While President Obama and some of his allies on Capitol Hill prepare for a major push on gun-control legislation, state lawmakers are preparing to resist new federal restrictions.
Texas officials and sheriffs around the nation have announced they don't intend to enforce any new gun laws, and now there is a push in Wyoming specifically designed to protect gun owners in that state against any crackdowns on semiautomatic firearms or efforts to limit magazine capacity.
Wyoming State Rep. Kendell Kroeker is leading this charge. He told WND there is already a law on the books in his state that protects any firearm manufactured and possessed in the state from being subject to federal gun laws. His changes to that law offer residents even more protections.
"We extended that bill this year by adding a clause that said any future ban by the federal government that would put bans on semiautomatic rifles or magazine size would not be allowed to be enforced in Wyoming. We would have misdemeanor penalties for anyone who tried to enforce it, and we expanded it to apply to any gun that is owned in Wyoming and remains exclusively in the state of Wyoming," said Kroeker, noting his proposal would remove the requirement that the guns be manufactured in the state.

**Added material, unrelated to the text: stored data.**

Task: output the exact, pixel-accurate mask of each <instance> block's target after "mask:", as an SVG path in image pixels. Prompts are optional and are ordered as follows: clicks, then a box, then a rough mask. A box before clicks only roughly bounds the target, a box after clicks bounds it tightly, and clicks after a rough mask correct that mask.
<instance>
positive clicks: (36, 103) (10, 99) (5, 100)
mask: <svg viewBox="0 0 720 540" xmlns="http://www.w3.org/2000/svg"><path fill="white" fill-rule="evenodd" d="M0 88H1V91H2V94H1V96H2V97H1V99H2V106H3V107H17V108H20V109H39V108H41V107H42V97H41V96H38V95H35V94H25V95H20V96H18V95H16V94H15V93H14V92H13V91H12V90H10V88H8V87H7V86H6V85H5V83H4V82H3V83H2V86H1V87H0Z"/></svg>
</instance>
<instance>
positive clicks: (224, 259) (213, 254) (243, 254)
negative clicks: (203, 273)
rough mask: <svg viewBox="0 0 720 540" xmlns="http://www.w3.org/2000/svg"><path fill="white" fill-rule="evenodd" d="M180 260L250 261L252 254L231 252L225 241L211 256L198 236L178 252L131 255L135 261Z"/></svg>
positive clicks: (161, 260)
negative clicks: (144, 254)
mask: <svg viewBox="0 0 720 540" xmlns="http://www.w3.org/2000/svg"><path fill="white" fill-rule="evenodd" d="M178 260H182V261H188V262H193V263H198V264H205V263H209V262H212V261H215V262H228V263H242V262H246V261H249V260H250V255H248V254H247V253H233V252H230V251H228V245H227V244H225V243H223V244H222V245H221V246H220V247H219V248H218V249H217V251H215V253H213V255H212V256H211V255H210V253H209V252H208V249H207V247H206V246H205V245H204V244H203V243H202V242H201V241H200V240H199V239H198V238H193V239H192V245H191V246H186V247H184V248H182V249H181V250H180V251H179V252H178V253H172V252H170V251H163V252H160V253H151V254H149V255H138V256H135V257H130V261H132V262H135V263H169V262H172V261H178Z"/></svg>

Kroeker said he's not sure how courts would rule if the Wyoming law were to conflict with a new gun-control law from Washington, but he's very confident which side the Founding Fathers would choose.
"People say that but the Constitution says that the Constitution itself is the supreme law of the land and the federal government can only pass laws that are in pursuance with the Constitution," Kroeker said. "Because this is an intrastate matter and not interstate commerce, we believe that there's no authority for the federal government to impose its restrictions on us."
Kroeker's bill has passed the Wyoming House of Representatives but he said he's not sure how an unpredictable state senate will vote on it. Kroeker said the public feedback has been overwhelmingly positive, with 700 emails backing his changes to the law and just 13 opposing it.
Kroeker is very concerned about the way the gun debate is unfolding in Washington.
"We're very concerned," he said. "I truly believe that Obama and Feinstein would go as far as they feel they could get away with as far as taking guns out of the hands of law-abiding citizens."
The GOP lawmaker also urged Congress to resist the urge to impose a one-size-fits-all approach to guns. He said the issue should be left up to the 50 states to decide what's best to the people of that state.